Two monologues

January 29, 2011 § Leave a comment

At college the other day we did a couple of writing exercises.

The first was to write a monologue from the perspective of a pebble lying on a beach, and the second was to write a monologue in which a secret is revealed.

After we’d done the first, Tony casually mentioned that asking people to write from the point of view of an inanimate object is a common technique in psychoanalysis, as the transference gives people subconscious ‘permission’ to reveal their underlying state of mind.

Now I’m worried I might be suffering from some kind of megalomania…


The Pebble

I look like all the rest, don’t I?

I’m round, like them. Smaller than some, perhaps, but not the smallest. Other pebbles on this beach are prettier, maybe. I’m surprised you noticed me at all.
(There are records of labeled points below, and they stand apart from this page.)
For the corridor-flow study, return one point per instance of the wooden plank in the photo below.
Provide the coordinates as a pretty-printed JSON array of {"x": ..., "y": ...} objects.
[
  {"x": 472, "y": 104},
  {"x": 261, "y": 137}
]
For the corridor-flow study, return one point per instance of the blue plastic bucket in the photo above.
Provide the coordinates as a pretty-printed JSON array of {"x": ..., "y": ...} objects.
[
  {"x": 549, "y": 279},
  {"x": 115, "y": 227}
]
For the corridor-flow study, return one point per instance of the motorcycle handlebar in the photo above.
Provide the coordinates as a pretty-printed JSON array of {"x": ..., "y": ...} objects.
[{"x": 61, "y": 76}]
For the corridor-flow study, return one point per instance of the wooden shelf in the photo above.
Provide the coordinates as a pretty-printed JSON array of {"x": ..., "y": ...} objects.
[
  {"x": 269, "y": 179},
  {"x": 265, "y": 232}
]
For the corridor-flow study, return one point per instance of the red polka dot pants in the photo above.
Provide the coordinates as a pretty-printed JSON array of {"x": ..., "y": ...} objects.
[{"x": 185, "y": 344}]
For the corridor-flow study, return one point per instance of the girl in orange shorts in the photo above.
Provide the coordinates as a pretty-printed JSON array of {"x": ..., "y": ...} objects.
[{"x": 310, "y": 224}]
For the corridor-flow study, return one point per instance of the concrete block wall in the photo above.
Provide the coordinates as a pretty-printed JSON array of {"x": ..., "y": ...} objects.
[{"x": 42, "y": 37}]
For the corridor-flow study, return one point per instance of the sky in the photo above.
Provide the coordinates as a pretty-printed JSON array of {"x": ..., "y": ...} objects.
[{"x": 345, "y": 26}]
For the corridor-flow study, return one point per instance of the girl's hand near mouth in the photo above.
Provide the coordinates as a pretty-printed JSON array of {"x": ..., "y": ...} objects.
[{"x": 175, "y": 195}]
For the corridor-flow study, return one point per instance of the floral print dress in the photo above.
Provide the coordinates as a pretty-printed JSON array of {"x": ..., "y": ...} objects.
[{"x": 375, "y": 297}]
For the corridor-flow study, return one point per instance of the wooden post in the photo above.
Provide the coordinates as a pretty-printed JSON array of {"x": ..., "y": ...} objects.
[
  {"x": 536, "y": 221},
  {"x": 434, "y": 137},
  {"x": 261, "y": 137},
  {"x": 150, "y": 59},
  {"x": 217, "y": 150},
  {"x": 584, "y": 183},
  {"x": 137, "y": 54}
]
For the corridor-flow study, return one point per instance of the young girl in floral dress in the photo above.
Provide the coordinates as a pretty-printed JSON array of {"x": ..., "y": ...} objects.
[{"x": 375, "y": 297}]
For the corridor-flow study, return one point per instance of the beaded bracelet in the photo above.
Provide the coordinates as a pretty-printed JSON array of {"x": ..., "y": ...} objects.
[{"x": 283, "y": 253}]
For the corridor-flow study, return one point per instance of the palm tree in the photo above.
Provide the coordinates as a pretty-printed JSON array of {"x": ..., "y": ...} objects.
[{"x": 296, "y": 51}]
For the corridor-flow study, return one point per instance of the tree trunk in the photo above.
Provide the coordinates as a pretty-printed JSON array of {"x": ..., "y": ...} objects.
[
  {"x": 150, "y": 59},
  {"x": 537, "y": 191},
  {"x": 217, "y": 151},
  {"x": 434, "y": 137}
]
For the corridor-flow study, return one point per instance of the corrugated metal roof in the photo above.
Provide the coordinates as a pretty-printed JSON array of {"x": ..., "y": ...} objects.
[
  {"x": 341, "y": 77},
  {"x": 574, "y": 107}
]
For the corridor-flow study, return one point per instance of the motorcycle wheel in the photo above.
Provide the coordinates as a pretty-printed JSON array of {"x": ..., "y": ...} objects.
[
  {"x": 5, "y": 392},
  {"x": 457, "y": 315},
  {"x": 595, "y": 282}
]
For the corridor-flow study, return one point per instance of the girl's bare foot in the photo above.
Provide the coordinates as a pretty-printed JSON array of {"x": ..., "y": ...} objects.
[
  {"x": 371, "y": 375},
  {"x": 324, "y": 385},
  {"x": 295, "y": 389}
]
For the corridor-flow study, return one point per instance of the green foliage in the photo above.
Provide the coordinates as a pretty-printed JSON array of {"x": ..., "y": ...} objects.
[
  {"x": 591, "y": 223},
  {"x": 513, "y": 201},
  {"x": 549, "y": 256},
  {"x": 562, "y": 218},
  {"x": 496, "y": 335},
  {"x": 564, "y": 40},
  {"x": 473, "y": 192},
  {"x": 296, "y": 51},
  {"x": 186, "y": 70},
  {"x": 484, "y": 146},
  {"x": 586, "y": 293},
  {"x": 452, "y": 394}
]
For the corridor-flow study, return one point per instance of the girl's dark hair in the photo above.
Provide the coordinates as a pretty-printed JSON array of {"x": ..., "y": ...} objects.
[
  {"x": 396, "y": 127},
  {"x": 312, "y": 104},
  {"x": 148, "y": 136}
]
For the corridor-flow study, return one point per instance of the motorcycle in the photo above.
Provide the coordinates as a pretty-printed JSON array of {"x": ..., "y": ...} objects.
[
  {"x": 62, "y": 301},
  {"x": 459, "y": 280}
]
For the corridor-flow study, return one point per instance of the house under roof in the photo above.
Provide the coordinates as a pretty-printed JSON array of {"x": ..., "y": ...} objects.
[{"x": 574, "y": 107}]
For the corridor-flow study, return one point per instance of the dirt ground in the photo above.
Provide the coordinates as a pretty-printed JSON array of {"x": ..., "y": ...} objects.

But there’s a lot you don’t know about me.

You see, I’ve been lying on this beach for over a hundred years. And before that, I was on another beach down the coast. Before that, another. And so on, and so on. Every time the waves came in and the current tugged at me, I moved. And every time I moved I rubbed against other pebbles, other rocks. And every time that happened I got a little bit smaller – a chip here, a grain there. Worn smoother and smoother, and smaller and smaller, by the waves.

So you see, I was a lot bigger once. Very big, actually.

I was a meteorite.

Millions and millions of years ago I fell out of space and killed every living creature on Earth.

You definitely would’ve noticed me then.


The Secret

I’ve got something to tell you.

You know that yoghurt you were saving? The expensive, rich, full-fat, creamy Greek yoghurt with the pink Post-It note on it that said ‘Mine!’ with an exclamation mark and a little heart over the ‘i’?

I was the one who ate it.

I suppose you’re expecting me to apologise, aren’t you? To look ashamed and guilty, and to say I’m sorry. Well I’m not going to, because I’m not sorry.

It was fucking delicious. God I enjoyed it. I can see why you were saving it now. What a treat!

But if I’m honest, I didn’t eat it because I was hungry, or because I thought it looked good.

No, I just wanted to piss you off. It was that note.

Anyone who dot their ‘i’s’ with little hearts deserves everything they get.